Seared Bug tail, squid ink fettuccini & a charred corn salsa

Posted February 3, 2015 by Hannah
Seared Bug tail, squid ink fettuccini & a charred corn salsa

Posted in : Cuisines :
  • Prep Time :
    20 min
  • Cook Time :
    10 min
  • Ready Time :
    30 min





    • 300g "OO" Pasta Flour
    • 2 Eggs
    • 1 Egg yolk
    • 1tsp Olive oil
    • 1tsp Squid ink
    • pinch Salt

    Bug Tail

    • 8 Medium Bugs
    • 25ml Olive oil
    • seasoning


    • 2 Cobs of Corn
    • 1 Punnet of Vine ripened cherry tomatoes
    • 2 sprigs Parsley
    • 1/2 Red Onion
    • 1 Lime
    • 50ml Olive oil
    • seasoning


    • 10 Warrigal Green leaves or Basil
    • 40ml Olive oil



    1. Blend flour, salt, oil and squid ink together in a food processor.

    2. Whilst blending, add eggs 1 at a time followed by the egg yolk. Blend until mix starts to come together.
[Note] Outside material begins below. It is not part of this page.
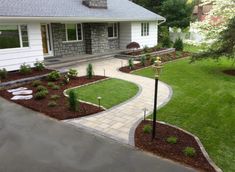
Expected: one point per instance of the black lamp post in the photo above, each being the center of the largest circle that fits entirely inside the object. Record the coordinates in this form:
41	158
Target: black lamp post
157	68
    3. Remove dough from mixer and kneed until dough becomes smooth and softer. Approx 5 minutes. Then rest in the fridge for 30 minutes.

    4. Roll through a pasta machine at number 1, 7 times (this is called layering your pasta) then roll to number 5. Followed by your fettuccini attachment. Remember to dust your pasta lightly with flour as you are going so pasta does not get to moist and stick.

    7. To cook, bring a large pot of water to boil and add 1 tsp of salt. Cook until al dente (firm to the bite)

    Bug Tail

    1. Remove tail meat by grabbing both head and tail separately (using a cloth so not to spike yourself) and pulling tail off. Then cut either side of your belly flap from the neck end to the tail. pull meat free.

    2. Heat oil in pan and seal meat on either side for 30 seconds.

    3. Season and rest.

    4. To finish cooking place in an oven at 180 for approx 3 minutes or meat is just white in center


    1. Peel away husk of your corn and char your cobs in a pan or bbq for 8 minutes cooking evenly on all sides. Let cool and cut away kernels.

    2. Dice your tomatoes & onion. Chop your parsley.

    3. Juice lime and mix ingredients together. (Lime juice to taste depending on the size of your lime)

    4. To make your warrigal green oil just blend oil and warrigal greens. This should be done fresh to get the most colour from your greens. Replace with basil if your do not have warrigal greens.


    To Serve, place you pasta in a twirl on the bottom of your plate. Spoon over your salsa and place your bugs on top. drizzle juice from salsa over bugs and dress with warrigal oil.